Type of Work and Publication Date .......“The Purloined Letter” falls into the general category of short story and the specific category of detective story. It was first published in The Gift in January 1845. .......Purloined
means stolen. Hence, the story could have been entitled "The Stolen
Letter." However,
purloin has a connotation that steal does
not have—that
is, to take something by a breach of trust.

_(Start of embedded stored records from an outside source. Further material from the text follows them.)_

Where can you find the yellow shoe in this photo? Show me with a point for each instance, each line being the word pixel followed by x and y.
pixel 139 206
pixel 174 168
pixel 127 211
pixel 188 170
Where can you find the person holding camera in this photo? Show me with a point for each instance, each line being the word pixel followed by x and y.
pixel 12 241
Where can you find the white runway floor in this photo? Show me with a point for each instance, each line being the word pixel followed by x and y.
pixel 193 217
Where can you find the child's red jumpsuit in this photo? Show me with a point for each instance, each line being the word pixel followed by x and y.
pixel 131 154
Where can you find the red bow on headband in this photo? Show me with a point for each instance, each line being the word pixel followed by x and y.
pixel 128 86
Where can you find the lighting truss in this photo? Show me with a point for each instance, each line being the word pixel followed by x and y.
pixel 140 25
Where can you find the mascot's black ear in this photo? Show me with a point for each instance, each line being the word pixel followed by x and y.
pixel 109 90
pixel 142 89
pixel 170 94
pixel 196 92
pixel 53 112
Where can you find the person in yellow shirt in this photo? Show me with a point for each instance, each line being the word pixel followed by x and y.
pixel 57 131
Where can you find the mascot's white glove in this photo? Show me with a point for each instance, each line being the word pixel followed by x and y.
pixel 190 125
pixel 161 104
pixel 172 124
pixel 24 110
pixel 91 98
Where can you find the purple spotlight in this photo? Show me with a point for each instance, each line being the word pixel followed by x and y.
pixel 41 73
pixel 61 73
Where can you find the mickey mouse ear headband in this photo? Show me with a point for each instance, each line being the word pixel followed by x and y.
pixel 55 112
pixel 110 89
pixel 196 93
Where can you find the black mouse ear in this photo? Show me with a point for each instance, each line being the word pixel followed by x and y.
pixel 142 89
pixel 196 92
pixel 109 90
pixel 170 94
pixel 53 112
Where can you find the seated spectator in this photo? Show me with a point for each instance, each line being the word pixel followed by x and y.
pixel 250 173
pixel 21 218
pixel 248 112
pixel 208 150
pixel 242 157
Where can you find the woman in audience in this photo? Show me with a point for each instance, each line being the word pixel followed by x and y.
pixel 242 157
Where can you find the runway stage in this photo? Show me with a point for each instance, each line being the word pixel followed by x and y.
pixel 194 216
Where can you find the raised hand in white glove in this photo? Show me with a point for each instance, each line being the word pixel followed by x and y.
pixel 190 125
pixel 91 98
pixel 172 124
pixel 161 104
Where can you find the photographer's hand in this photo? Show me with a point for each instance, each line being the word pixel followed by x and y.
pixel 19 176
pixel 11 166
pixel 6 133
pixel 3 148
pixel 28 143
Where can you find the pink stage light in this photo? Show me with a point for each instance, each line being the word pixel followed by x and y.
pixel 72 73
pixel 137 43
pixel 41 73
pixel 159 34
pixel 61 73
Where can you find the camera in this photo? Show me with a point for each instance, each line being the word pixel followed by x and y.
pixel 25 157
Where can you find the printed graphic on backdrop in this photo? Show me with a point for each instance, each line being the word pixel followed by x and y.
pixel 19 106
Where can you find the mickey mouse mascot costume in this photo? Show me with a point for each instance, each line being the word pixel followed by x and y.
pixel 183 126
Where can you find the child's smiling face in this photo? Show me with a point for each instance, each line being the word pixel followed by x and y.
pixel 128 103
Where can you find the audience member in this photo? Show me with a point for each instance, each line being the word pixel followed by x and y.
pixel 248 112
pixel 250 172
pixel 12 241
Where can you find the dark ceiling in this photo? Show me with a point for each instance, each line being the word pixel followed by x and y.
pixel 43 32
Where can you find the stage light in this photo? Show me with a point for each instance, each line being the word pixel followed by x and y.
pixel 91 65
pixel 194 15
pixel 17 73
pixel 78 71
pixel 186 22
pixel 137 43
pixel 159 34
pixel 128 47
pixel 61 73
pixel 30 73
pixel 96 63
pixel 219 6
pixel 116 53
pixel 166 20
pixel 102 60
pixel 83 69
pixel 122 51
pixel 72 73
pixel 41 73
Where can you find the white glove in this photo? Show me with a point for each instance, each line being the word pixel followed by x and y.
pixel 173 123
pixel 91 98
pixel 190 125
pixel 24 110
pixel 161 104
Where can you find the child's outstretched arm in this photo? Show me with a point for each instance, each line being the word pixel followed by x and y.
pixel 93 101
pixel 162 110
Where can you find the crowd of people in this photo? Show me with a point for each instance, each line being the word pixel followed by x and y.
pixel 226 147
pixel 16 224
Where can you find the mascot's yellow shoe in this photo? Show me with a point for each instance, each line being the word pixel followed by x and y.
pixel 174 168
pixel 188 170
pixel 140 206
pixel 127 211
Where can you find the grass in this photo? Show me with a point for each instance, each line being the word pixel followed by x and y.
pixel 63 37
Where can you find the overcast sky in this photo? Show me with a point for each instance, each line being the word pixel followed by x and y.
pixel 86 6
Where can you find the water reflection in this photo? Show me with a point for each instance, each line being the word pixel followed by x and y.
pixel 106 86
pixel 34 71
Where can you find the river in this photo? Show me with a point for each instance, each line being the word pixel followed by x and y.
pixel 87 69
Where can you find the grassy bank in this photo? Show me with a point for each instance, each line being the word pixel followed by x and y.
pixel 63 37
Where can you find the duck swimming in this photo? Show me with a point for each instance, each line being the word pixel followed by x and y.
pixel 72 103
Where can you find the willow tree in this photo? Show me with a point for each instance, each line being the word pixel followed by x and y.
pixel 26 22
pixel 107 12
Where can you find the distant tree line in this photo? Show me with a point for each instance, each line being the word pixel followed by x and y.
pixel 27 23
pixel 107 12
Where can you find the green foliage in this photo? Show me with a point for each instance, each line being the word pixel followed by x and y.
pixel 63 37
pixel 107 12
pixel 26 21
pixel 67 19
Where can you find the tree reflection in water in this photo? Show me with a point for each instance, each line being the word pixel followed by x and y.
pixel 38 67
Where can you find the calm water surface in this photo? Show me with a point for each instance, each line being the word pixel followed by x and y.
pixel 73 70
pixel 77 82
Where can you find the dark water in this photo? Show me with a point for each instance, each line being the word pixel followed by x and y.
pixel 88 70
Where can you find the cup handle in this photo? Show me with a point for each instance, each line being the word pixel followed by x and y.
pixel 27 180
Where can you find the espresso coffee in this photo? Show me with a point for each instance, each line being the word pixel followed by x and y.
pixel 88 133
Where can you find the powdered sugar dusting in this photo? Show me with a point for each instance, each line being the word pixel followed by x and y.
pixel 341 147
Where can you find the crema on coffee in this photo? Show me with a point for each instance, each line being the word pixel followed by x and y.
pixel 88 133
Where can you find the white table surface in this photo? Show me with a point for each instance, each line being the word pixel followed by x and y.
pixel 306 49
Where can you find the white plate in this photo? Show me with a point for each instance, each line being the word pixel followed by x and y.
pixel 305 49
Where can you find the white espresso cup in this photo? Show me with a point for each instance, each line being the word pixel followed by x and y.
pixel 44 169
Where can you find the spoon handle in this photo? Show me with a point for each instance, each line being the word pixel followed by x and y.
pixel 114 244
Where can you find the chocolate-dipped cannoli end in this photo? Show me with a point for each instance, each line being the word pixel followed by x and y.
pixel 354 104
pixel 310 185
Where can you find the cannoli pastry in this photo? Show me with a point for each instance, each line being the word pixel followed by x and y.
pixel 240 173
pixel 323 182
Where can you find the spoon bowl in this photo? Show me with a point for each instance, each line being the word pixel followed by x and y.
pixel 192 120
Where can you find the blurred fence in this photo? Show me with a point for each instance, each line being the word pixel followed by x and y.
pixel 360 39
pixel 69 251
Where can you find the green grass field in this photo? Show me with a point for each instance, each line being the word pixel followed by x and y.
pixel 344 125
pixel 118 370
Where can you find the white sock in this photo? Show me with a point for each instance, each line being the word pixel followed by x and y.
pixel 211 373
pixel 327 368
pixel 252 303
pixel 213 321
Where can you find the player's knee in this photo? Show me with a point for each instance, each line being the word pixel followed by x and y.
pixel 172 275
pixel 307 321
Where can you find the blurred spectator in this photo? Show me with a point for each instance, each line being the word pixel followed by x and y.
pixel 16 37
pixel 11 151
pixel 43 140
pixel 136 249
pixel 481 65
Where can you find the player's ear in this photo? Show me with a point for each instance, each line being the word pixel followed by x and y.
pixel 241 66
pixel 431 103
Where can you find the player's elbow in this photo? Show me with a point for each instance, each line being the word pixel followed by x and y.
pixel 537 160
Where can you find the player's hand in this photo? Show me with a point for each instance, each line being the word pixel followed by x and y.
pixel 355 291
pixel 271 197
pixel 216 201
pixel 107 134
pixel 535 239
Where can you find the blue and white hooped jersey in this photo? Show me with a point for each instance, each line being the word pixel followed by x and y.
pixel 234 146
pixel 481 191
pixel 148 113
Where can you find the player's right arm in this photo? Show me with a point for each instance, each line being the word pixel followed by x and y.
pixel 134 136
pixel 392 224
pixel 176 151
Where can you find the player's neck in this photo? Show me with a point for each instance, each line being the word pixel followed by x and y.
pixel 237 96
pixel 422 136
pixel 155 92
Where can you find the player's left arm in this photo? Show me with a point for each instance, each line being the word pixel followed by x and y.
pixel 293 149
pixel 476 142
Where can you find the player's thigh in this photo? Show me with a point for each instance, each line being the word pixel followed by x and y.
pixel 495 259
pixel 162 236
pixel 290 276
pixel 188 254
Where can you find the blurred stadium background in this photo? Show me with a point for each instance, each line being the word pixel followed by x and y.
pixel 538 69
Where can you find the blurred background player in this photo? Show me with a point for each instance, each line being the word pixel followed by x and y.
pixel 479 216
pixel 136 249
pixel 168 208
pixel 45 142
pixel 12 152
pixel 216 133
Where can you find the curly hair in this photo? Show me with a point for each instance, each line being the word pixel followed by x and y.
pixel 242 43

Theme .......The theme is straightforward and simple: how a superior thinker solves a baffling puzzle. In this short story, as opposed to Poe’s stories of terror and the supernatural, there are no hidden messages, no allegories. .......The climax of “The Purloined Letter” occurs when Dupin announces that he has retrieved the stolen letter. First Three Detective Stories .......“The
Murders in the Rue Morgue,” "The Mystery of Marie Roget," and "The Purloined
Letter" set a milestone in literature as the first three detective stories
ever written. They are sometimes referred to as tales of ratiocination
(rash e aw sin A shun), the process of using cold, objective logic—including
deduction and induction—to
solve a problem or a mystery. However, the central character of the stories—the
brilliant amateur detective C. Auguste Dupin—relies
as much on intuition as on logic. As Richard Wilbur observes, “Dupin, although
Poe describes his mental operations as ‘analytic’ and as based on a psychological
calculus of probabilities, is actually representative of a pure poetic
intuition bordering on omniscience.”
.......Edgar
Allan Poe was born on January 19, 1809, in Boston. After being orphaned
at age two, he was taken into the home of a childless couple—John
Allan, a successful businessman in Richmond, Va., and his wife. Allan was
believed to be Poe’s godfather. At age six, Poe went to England with the
Allans and was enrolled in schools there.